Just keep in mind that these groups are trying to do a lot right now, including managing an influx of new volunteers. “One of the biggest issues that is occurring right now is that we are getting a flood of people who are well meaning, and who we are so excited to have ready to work, who are coming in saying, ‘I want to do this thing’—not knowing whether that thing is actually the best use of resources or is already happening, or could potentially harm people in ways that they were not expecting,” Marty says. For example, you might want to offer your home up to abortion seekers, but organizers will want to vet you first to make sure you aren’t an anti-abortion person secretly trying to get intel, and to be sure you fully understand what you’re committing to.
Don’t get discouraged if no one replies to your DM immediately, or if the way they ask you to help is different from the idea you initially had in mind. And to hold yourself accountable even after your initial shock and outrage have worn off, consider putting time on your calendar one month from now, so you remember to check back and see what the group specifically needs at that point. “A month [from now] is going to be a completely different landscape,” Marty says.
Still, we’ll all need to be patient. “There’s not going to be immediate change, unfortunately,” Marty says. “People need to know that from the start, because otherwise, they are going to get disappointed. They are going to be despondent. They are gonna drop out of this and we need them so badly—but we need them for the long haul.”
Get hyper local.
Because most mainstream news coverage in the U.S. focuses on what is happening at the federal level, it can be easy to lose sight of just how important local politics are to implementing change. But organizers know that you can have a lot of meaningful influence if you just think smaller. “I think one of the biggest frustrations basically since 2010 is the way that we as a movement incessantly focus on the idea of the House, the Senate, and the White House,” Marty says. Meanwhile, Republicans focused on state legislatures, which is where many of the most aggressive anti-abortion bills in the past decade originated. And by the time progressives were able to regain power at the state level, Republicans had already moved on to cities, Marty says.
“I cannot be clear and more clear how impactful working in cities has been for [Republicans] and can be for us, because city zoning boards are how abortion clinics can be opened or closed,” she says. “Austin, Texas, did that in the middle of the reddest of red states. New York is doing that.” Now, she says, cities are introducing ways to support people who need to leave the state, or are proposing not investigating people who lose pregnancies. “A city is going to be the most impactful place that people can do work because it’s the easiest place to have the biggest effect as a single person, but also because when we look at where abortion happens —where abortion clinics are and where the organizing is—it’s often in liberal, progressive, pro-choice cities, even when they’re in the middle of the most anti-choice states.” Which is all the more reason to connect with organizers doing work at this level.

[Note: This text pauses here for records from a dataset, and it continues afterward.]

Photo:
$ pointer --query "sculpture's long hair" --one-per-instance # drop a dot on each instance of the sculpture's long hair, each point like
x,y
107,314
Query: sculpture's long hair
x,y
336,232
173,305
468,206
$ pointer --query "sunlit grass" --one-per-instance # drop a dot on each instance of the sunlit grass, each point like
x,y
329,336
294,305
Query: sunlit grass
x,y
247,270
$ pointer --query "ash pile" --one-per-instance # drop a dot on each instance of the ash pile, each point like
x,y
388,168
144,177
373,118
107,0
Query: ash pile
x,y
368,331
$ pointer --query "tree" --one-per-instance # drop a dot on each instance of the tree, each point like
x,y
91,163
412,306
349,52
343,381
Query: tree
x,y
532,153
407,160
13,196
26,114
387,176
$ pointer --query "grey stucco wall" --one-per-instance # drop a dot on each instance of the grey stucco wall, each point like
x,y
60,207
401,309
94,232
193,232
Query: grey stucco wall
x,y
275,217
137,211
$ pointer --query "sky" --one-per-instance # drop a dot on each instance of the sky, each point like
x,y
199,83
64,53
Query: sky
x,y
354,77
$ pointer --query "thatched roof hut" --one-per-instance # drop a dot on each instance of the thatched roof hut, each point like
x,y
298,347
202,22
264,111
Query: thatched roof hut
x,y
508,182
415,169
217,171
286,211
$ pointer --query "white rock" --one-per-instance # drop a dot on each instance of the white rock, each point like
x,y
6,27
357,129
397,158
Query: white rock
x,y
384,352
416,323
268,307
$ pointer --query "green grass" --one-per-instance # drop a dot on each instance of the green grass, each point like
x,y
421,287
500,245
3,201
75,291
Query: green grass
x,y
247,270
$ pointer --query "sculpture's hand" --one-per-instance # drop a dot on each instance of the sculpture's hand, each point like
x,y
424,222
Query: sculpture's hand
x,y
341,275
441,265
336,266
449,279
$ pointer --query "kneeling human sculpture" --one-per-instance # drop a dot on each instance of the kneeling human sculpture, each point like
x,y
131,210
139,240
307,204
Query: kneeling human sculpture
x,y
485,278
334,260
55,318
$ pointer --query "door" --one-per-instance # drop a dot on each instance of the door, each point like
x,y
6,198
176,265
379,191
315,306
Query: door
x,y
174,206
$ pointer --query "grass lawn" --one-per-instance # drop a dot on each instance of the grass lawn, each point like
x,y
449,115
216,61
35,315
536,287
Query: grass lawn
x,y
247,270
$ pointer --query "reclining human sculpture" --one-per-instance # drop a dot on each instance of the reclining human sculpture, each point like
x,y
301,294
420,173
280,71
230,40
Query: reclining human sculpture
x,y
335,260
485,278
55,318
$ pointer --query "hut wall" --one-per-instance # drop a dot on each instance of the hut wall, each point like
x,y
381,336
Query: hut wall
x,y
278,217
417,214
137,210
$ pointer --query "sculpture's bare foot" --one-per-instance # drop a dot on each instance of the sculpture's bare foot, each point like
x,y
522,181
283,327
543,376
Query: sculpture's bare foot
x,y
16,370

If you’re able to give money, consider setting up a recurring donation.
“A recurring donation is so impactful in a number of ways,” Marty says. “When organizations are trying to decide how they can help people long-term, that is a way that they know exactly what will be coming in, that they can always count on.” For example, the fund might know it can spend a set amount on handing out emergency contraception to people who need it. Doing this also frees up organizers—many of whom are volunteers wearing a lot of different hats—to focus on other important tasks. “It’s not just a financial gain, as in what a budget will look like, but it’s also a gain logistically for the funds,” she says. When they know money is coming in, they don’t have to plan fundraisers, which frees up their time to do different types of work (including direct patient care).
Mail nice cards to people working in abortion clinics.
The people working to help folks get abortions and other reproductive health care right now are under an intense amount of pressure, and letting them know their work is appreciated has a bigger impact than you might think. “We’re having lots of people send cards, and we love it,” Marty says. “It made us very happy in a very bleak time.” To ensure your good vibes don’t place an additional burden on workers right now, opt for nice notes that can be mailed in an envelope versus larger items like flowers, gifts, or food delivery. “We are worried about people who have access to our clinic and very nervous about packages that we were not expecting,” Marty says. “If you really want to provide us with some sort of support, we love cards. And then if you think that we should have a meal or something like that, a [mailed] gift card is a lovely gesture that we will use. A lot of people are working really long hours. We’ve spent so much money just on feeding our staff because nobody can go home.”
Convert your credit card points to gas cards that you can send to abortion funds or practical support groups.
Abortions can be expensive on their own, and having to drive across the state to receive care can place a heavy burden on folks who might already be stretched quite thin. For this reason, gas cards can be a very straightforward way to help people directly—and if you have any unused credit card points and the ability to convert those to gas cards, now is the time. (This is high on my list of ways to help right now.) If you are able to obtain gas cards, Marty says to simply mail them directly to the practical support groups, abortion funds, or open abortion clinics of your choice; they’ll make sure they get to the people who need them.
Call your senator.
“The biggest thing that I am really worried about right now is the fact that there is not enough noise,” Marty says. “We know pro-choice politicians are stepping up right now, and that is good. If you have a senator or a representative that is not pro-choice, they need to hear it even more: They need to note they’re representing people that have just had the right stripped away and that they will be held accountable in the end.”